Millions of cups of coffee are consumed in the world everyday, often at a luxury price point, but the people who produce the coffee are not compensated in kind. This creates a cycle of poverty and a ceiling that needs to be shattered. Harambean Margaret Nyamumbo decided she was the right African woman entrepreneur for the job and is creating real change in the lives of Kenyan women.

“Distinctive Kenyan coffee and better supply chains, allowing farmers to earn a sustainable income.”

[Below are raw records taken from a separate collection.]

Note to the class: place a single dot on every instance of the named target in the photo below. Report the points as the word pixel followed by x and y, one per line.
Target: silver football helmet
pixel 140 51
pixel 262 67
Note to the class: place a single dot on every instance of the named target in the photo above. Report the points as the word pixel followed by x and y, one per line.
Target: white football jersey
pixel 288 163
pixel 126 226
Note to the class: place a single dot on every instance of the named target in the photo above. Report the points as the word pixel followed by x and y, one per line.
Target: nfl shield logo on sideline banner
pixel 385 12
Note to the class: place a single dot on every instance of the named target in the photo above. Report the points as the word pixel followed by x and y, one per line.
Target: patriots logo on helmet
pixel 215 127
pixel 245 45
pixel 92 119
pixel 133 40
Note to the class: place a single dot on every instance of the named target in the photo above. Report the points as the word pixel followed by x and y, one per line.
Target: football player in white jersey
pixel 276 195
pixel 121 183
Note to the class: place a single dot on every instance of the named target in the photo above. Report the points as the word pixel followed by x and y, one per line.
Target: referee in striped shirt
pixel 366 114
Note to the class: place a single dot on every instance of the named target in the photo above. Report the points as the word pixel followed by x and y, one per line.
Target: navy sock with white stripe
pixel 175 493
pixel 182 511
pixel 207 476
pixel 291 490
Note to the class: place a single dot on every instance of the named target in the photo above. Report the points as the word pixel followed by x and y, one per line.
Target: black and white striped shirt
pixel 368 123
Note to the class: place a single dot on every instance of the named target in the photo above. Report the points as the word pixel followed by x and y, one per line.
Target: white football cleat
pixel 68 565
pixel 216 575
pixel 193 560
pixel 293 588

THE CHALLENGE. Glaring inequalities existed in Kenya’s coffee supply chain, with farmers receiving prices below their cost of production from the middleman, which is the source of poverty to most agrarians and particularly the women. African women provide 89% of farm labor but own only 1% of land.

THE PROCESS. The first step was to create an ethical company that would safeguard the interests of Kenyan women and coffee laborers. As an African woman entrepreneur, Nyamumbo founded Kahawa1893, a company committed to sharing the rich distinctive Kenyan coffee with the world through an optimised supply chain. The company dedicates 25% of its profits to support access to credit for Kenyan women so they can participate in trade and empower themselves financially.

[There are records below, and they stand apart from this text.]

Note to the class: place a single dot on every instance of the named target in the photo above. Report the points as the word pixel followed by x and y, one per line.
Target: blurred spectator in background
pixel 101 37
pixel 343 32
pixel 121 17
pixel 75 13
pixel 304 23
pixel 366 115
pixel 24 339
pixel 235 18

THE RESULT. A more inclusive coffee supply chain is now enriching the lives of Kenyan women who are working in the coffee industry. Local organizations such as the Moromba Co-operative Women’s Fund are being leveraged as a result of Kahawa1893’s success. The flow of profits into local groups and directly into the hands of coffee laborers is just what was needed to start breaking the cycle of poverty and enabling room for growth. The other result? A beautiful cup of Kenyan coffee that is making the entire country proud.


Kahawa1893 currently works with a group of co-operatives to help agrarians in rural Kenya access global markets. Kahawa allocates 25% profits to supporting women that make this rich Kenyan commodity accessible to the rest of the world, building a more inclusive coffee supply chain in Africa to empower women in particular.

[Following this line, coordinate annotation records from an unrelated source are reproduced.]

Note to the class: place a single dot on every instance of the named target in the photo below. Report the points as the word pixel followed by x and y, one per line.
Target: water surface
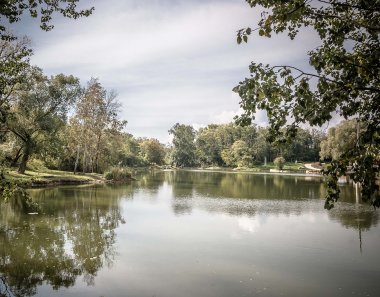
pixel 181 233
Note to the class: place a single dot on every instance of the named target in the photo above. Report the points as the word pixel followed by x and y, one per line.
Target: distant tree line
pixel 231 145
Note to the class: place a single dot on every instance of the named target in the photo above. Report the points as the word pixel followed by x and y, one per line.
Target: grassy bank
pixel 49 177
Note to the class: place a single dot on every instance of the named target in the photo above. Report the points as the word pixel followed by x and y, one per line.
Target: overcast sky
pixel 169 60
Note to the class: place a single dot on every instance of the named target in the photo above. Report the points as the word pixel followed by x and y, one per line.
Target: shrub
pixel 118 174
pixel 279 162
pixel 36 165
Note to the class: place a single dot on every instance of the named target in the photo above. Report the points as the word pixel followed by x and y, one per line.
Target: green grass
pixel 47 176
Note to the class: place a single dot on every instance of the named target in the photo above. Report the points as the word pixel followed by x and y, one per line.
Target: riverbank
pixel 49 177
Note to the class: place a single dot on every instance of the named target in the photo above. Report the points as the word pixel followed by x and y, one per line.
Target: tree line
pixel 231 145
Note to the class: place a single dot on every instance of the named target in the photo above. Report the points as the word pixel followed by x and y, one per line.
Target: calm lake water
pixel 181 233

An African Woman Entrepreneur Success Story

Nyamumbo is a coffee lover, a successful African woman entrepreneur, a MBA from the Harvard Business School, and now Founder & CEO at Kahawa1893. Born and raised in the western highlands of Kenya, to a coffee growing family, Nyamumbo’s fond memories of helping her mom pick ripe coffee berries on the farm were to later inspire her to venture into the coffee business in order to share Kenya’s rich coffee heritage with the rest of the world.

Nyamumbo wanted to rectify the glaring inequalities in the supply chain and farmers receiving prices below their cost of production from the middleman, which is the source of poverty to most agrarians. She will be leveraging her success with Kahawa1893 and will be utilizing blockchain technology as a means to revolutionize the way coffee is traded so that farmers can be even more fairly compensated.

“The way coffee is traded is outdated, it hasn’t changed in over 200 years, and it does not reflect the progress we have made towards racial and gender equality.”

Nyamumbo wants to build a more inclusive coffee supply chain in Africa to empower women. To ensure that the women who produce this highly-valued coffee have access to the financial rewards from those efforts, and improve gender equality in the East African coffee supply chain.


Margaret Nyamumbo believes it is a privilege to be a Harambean:
“Harambe gave me access to a pool of world class African entrepreneurs, something that helps professionals like myself discover deeper insights and more relevant connections to advance our products and services.”